Review: Empire of Shadows

Empire of ShadowsTitle: Empire of Shadows (Bhinian Empire #2)
Author: Miriam Forster
Genres: Fantasy, Romance
Pages: 496
Publisher: Harper Teen
Review Copy: Purchased
Availability: Available now

Summary: Cast out of her family three years ago, Mara turned to the only place that would take her—a school where students train to protect others. But Mara is stunned when guarding a noble girl in the Empire’s capital turns out to be more dangerous than she could’ve imagined. More shocking still, she finds the boy she thought she had lost forever outside the gates of her new home.

Mara knew her life in the dizzying Imperial city would hold dangers. How could she have known that her heart, as well as her life, would be at stake?

Empire of Shadows will take readers on a spellbinding journey into the world Miriam Forster first introduced in City of a Thousand Dolls—a world with a divided society, deadly courtiers, heroic traitors, and deeply laid conspiracies.

Review: Empire of Shadows, which is the second book in the Bhinian Empire series, is actually a prequel to City of a Thousand Dolls, the first book. Nevertheless, Empire of Shadows actually stands on its own, both in the reader’s ability to understand how this world works and in telling its own, complete story. (There were far fewer infodumps in book two, which I appreciated.) Once I finished Empire, I picked up my copy of City and skimmed through the last fifty or so pages, and it was a delight to see how the stories meshed.

Empire has two POVs: Mara and Emil. Both narrators are interesting on their own, and I particularly enjoyed that, after their chance encounter, they both continued on with their own plots. When those plots (two different vantage points on the same conspiracy) converged later in the book, it was satisfying to see them reunite and do their best to handle what was going on.

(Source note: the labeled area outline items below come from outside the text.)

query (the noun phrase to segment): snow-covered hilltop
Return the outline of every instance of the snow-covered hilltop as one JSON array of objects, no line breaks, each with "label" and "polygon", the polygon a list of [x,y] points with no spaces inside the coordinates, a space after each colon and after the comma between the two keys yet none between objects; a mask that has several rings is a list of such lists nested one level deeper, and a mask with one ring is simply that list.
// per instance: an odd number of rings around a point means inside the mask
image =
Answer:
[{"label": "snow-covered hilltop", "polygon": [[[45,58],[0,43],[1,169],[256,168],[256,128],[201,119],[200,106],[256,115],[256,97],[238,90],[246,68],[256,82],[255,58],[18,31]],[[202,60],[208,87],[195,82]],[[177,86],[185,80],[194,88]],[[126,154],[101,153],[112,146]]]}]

Both Mara and Emil were compelling characters, and I enjoyed their interactions and relationships with the people around them. Mara and Revathi’s slow-developing friendship is of particular note, and I really enjoyed Emil’s complicated relationship with his brother, Stefan, and their contentious relationship with their father. Esmer was a very fun character as well, and her friendship with Emil was a great addition to the story. The romance between Mara and Emil was all right, though I wish we had gotten more of them together before they were risking their lives for each other. Nevertheless, I do appreciate that they both trusted each other to take care of their own life-or-death problems.

I didn’t have many complaints with the book, though there were a few. As with City, I will note that I felt that some of the plot twists were telegraphed. While the villains’ motivations made sense, I didn’t find them particularly interesting. Aari was terrifying simply because she was a powerful threat, but Tamas was one-dimensional. They were both obviously trouble, and that made the discovery of the conspiracy less exciting than it could have been.

Recommendation: Get it soon if you are a fan of the series. While you can read Empire before City, it will spoil many parts of the mystery in City if you do. While some parts of the plot are predictable, the main characters and their relationships are really the highlight of this book. It’s a solid installment for the series, and I’ll be looking forward more in the future.